The question is concerning a person who "has a positive result", so it seems like the 1/1000 is irrelevant information.
Based on your answer, my initial thinking must not be correct.
If 100 out of 1000 cavemen have an apple, but 5% of the apples are actually a plastic replica of an actual apple.. then only 95 cavemen have apples grown from a tree.
Using your formula, for the above statment to determine how many cavemen have actual apples, I get a value of .65519?
In that example, you're not calculating how many cavemen have apples. Rather you are calculating the probability, given that you are that a caveman has an apple, that is a real apple rather than a fake one.
So given a prevalence of 0.1 specificity of the test of 0.95 then a PPV around 0.65 seems about right. If your "test" detected an apple, there's about a 65% chance that it's really an apple.

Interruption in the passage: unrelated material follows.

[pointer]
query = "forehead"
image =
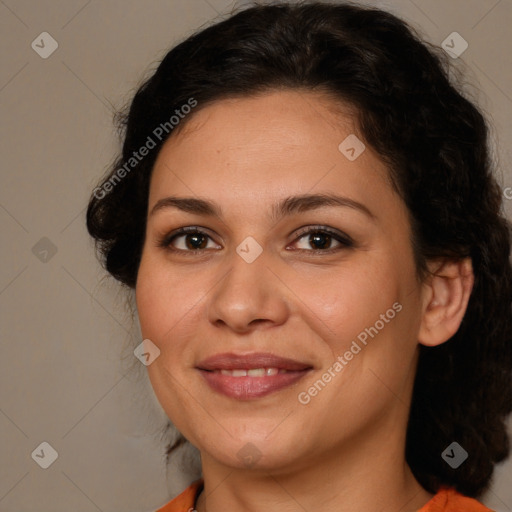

I guess I'm too retarded to wrap my head around 5/100 equating a 65% chance. I knew there was a reason I chose to stay out of professions that puts the lives of others in my hands. :D
Thank you. The question throws out "prevalence of 1/1000" but then asks about only people with a positive result... a result that is wrong 5% of the time. It doesn't ask about the odds of some random dude having the disease, which is what people are trying to answer. It only asks about people who already have tested positive. And if the test gives a false positive 5% of the time, then 5% of the people who tested positive got the wrong result. People who tested negative aren't part of the actual question. It's more about reading comprehension than maths skills.
If thats an accurate take, then there is a subset of people who are lacking in one life skill, who believe they are more intelligent than the majority because they don't get the same answer..
Now I think I've got to re-examine/reaffirm my beliefs on covid, the 6 million, and lord knows what else..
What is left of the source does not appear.